Eratosthenes of Cyrene (c. 276–c. 194 BC) was a Greek geographer, astronomer and mathematician. Around 240 BC he was appointed librarian at the Great Library at Alexandria. He is sometimes credited with coining the term ‘geography’ to describe the study of the earth. He was somewhat unkindly nicknamed ‘Beta’ as he was considered to be second best in many subjects. Strabo (Bk II Chap 4.4) was quite critical of Eratosthenes. Nevertheless, Eratosthenes is the first person known to have calculated the Earth’s circumference and measured the tilt of the Earth’s axis and his work led to the most accurate maps and globes for a thousand years.
Dhani Irwanto noted that “Eratosthenes was also the first geographer to incorporate parallels and meridians within his cartographic depictions, attesting to his understanding of the spherical nature of the earth.”(a)

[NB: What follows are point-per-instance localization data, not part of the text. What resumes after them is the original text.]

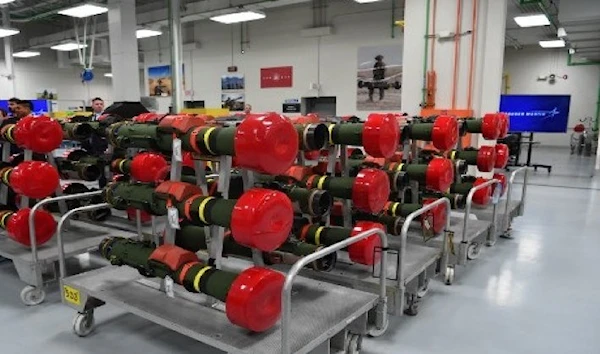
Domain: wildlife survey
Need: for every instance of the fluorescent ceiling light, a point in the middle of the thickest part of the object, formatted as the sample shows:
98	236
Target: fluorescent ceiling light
561	32
145	33
26	54
237	17
532	20
7	32
69	46
556	43
85	10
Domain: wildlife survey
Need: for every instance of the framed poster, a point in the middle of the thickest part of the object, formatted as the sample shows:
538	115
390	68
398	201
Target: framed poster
281	76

Eratosthenes unwittingly entered the Atlantis debate around 250 BC, when, apparently, he was the first to place the Pillars of Heracles at the Strait of Gibraltar, while many contend that prior to that the ‘Pillars’ were located at the Strait of Sicily or was, according to Servius, a term applied simultaneously to more than one location, indicating the limit of general maritime knowledge at any given period or as I am inclined to believe, the term had over time become just a metaphor, rather than a reference to a specific location! I consider it highly relevant that no writer prior to Eratosthenes had referred to the Pillars of Heracles being located at Gibraltar. It is not unreasonable to conclude that this silence reflects the lack of knowledge possessed by the ancient Greeks regarding the western Mediterranean, which only improved gradually, as their colonising and trading expanded westward.
2010 saw the publication of the first English translation of Eratosthenes’ Geographika by Duane W. Roller.